A recent report, titled, A One Health Priority Research Agenda for Antimicrobial Resistance (AMR) has laid out priority research areas for mitigating the rise of AMR at the interface between the agrifood, healthcare, and environmental sectors. AMR is recognized as one of the greatest global public health threats, and the One Health approach considers how resistance to antimicrobials may spread and circulate among humans, animals, plants, and the environment.

The aim of the report is to help experts deliver evidence on research strategies, interventions, and policies to better understand which AMR mitigation strategies are most effective for various stakeholders in different contexts. It is intended to guide countries, research institutes, and funding bodies in conducting and supporting One Health AMR research, as well as to help policymakers, researchers, and the scientific community work together across sectors on solutions that will prevent and mitigate AMR on a national, regional, and global scale.

The report was published by the Quadripartite, which comprises the Food and Agriculture Organization of the United Nations (FAO), the World Health Organization (WHO), the World Organization for Animal Health (WOAH), and the United Nations Environment Program (UNEP). The goal of the Quadripartite is to preserve antimicrobial efficacy and ensure sustainable and equitable access to antimicrobials for responsible and prudent use in human, animal and plant health.

Stakeholder and expert engagement, literature reviews, a global online survey, and a consensus exercise were leveraged to produce the report, which prioritized research areas across five pillars: transmission, integrated surveillance, interventions, behavioral insights and change, and economics and policy. The following priority research areas specifically related to agrifood systems were identified across two of the five pillars:

  1. Transmission: To what extent are effluents and solid wastes from agrifood systems, and their management and treatment, contributing to the development and circulation of AMR in different geographical settings?
  2. Interventions: How can existing food production systems be effectively integrated and enhance One Health AMR interventions? What has been the relative impact of infection prevention and control (IPC); farm biosecurity; food safety; water, sanitation, and hygiene (WASH); and integrated pest management (IPM) measures on AMR occurrence?
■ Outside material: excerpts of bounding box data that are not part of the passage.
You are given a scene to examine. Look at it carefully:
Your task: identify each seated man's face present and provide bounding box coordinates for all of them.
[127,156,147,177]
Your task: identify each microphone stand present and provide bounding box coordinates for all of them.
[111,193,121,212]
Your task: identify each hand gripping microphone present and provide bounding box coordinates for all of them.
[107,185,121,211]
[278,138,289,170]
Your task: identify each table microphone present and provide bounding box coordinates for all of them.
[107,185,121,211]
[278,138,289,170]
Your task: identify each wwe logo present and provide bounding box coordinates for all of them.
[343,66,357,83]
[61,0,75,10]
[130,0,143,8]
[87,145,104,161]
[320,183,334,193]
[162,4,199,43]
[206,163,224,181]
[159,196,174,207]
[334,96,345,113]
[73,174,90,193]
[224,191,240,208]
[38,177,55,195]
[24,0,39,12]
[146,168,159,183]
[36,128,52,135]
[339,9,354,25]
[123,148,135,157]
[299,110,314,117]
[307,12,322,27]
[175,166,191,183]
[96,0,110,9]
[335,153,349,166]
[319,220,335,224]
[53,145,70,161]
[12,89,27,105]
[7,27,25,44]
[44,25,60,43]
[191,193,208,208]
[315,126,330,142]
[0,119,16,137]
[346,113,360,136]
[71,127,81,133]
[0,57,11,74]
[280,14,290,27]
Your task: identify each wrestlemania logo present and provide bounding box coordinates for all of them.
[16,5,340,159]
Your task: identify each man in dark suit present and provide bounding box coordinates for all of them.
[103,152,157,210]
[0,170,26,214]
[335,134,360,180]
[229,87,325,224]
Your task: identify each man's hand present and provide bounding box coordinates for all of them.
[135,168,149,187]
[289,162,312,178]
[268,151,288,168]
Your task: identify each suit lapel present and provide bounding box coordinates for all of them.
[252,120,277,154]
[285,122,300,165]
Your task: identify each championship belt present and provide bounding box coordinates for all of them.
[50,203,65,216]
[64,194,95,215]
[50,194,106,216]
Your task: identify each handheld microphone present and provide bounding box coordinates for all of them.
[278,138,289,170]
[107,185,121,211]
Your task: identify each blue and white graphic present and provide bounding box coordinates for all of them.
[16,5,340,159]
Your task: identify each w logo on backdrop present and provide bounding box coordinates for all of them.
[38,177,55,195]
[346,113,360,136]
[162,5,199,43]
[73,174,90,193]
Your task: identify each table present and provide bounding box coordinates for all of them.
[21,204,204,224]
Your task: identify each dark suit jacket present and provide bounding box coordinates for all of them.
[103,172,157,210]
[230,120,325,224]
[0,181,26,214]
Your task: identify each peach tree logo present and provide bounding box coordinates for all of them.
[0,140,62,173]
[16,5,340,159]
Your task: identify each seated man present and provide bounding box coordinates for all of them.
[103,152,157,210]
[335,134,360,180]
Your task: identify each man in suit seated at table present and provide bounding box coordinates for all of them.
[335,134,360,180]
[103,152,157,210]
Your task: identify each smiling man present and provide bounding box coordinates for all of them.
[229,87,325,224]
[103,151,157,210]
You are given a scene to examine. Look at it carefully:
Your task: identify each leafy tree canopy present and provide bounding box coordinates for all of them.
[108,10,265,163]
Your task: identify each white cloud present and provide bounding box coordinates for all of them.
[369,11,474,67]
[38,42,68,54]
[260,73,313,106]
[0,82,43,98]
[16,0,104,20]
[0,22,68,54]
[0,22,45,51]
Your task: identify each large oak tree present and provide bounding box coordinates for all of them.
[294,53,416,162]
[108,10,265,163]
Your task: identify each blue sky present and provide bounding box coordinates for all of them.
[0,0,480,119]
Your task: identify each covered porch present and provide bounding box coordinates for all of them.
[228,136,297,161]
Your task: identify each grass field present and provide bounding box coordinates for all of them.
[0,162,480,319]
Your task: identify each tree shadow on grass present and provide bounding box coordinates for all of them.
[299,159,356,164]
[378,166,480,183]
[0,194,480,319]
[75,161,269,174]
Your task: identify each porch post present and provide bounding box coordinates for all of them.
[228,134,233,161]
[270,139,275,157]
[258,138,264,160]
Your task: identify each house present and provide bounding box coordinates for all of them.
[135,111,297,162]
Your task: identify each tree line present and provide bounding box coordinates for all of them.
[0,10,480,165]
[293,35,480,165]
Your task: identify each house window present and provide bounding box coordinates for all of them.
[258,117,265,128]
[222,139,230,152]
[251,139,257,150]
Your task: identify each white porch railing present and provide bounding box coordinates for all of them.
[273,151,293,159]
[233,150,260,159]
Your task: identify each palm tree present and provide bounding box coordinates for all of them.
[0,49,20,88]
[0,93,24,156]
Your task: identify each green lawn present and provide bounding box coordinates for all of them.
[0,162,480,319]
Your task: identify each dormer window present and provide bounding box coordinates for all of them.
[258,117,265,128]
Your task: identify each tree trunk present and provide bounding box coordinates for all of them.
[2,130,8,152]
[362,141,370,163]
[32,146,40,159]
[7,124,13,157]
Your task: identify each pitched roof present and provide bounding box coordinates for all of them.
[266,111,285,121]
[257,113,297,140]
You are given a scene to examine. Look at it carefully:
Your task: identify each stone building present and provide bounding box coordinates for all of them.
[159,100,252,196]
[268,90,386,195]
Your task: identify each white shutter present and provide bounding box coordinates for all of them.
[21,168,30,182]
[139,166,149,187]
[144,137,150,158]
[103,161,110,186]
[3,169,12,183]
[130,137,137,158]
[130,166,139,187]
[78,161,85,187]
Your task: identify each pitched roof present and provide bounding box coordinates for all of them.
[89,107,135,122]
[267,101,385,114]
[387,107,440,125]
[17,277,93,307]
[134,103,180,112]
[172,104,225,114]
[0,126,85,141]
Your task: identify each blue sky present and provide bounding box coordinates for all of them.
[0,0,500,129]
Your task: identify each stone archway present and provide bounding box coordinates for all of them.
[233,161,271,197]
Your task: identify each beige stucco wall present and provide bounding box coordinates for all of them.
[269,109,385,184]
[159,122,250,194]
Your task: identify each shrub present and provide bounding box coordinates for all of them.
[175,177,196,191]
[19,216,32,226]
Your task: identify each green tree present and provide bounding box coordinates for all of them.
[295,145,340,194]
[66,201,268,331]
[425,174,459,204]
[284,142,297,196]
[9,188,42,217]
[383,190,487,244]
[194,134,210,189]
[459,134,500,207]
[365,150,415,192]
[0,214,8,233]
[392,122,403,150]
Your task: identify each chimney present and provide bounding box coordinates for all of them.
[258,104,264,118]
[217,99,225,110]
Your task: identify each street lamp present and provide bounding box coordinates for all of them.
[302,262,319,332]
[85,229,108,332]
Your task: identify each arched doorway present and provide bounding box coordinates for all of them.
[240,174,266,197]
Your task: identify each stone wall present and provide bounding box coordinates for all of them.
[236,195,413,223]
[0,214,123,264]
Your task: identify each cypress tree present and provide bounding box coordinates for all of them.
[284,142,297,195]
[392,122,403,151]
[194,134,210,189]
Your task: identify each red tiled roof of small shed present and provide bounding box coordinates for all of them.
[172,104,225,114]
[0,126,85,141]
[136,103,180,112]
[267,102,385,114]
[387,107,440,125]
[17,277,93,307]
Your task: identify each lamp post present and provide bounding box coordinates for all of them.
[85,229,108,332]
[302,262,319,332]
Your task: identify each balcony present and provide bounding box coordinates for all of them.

Also noted, regarding economic policy and change, was the need to identify the potentially negative impacts of changes in antimicrobial use (AMU) on the food supply and management of AMR in the food system. Especially important to understand is how low- and middle-income countries (LMICs) can work towards an enabling environment for AMR prevention and control within their own particular contexts.

Overall, the report consolidates the ten most important research priorities that have the greatest potential for strengthening research capacity. The following consolidated priorities are considered the most actionable, inclusive, and impactful in the field of One Health AMR over a term of 4–8 years:

  1. Transmission: To what extent do various IPC practices in One Health settings impact the development and circulation of AMR in One Health sectors? What impacts the transmission of resistant microorganisms between humans, animals, plants, and the environment with a focus on conditions relevant to LMICs?
  2. Integrated Surveillance: What are the optimum strategies and minimum standards (and resources) for adequate laboratory and human resource capacity to establish and maintain quality integrated AMR surveillance systems at scale? How can existing AMR and AMU surveillance data from humans, animals, plants, and the environment be meaningfully triangulated and/or integrated to allow early identification of the development, escalation, or circulation of resistance across One Health sectors?
  3. Interventions: How can One Health interventions that have proven impactful for AMR control and mitigation most effectively be translated and scaled in different contexts or differently resourced settings? What challenges exist to the systematic collection and analysis of data for risk assessment and intervention impact assessment (epidemiological, economic, and social) in LMICs?
  4. Behavioral insights and change: How can structural challenges and barriers to behaviors related to AMR be identified, characterized, and assessed in different sociocultural contexts? What strategies can be used to adapt effective behavioral interventions (e.g., immunization) from one context to another (e.g., Africa to Asia, rural to urban, human prescribers to veterinarians, and etc.)?
  5. Economics and policy: What would a One Health AMR socioeconomic impact assessment based on accurate and cost-effectively collected data (e.g., harmonized methodology and indicators) in low-resource settings optimally look like? How can governments identify, prioritize, and institutionalize the most relevant cross-cutting and sector-specific AMR policy options and regulatory frameworks, and financing strategies to sustainably tackle AMR across One Health sectors, given their different implementation challenges?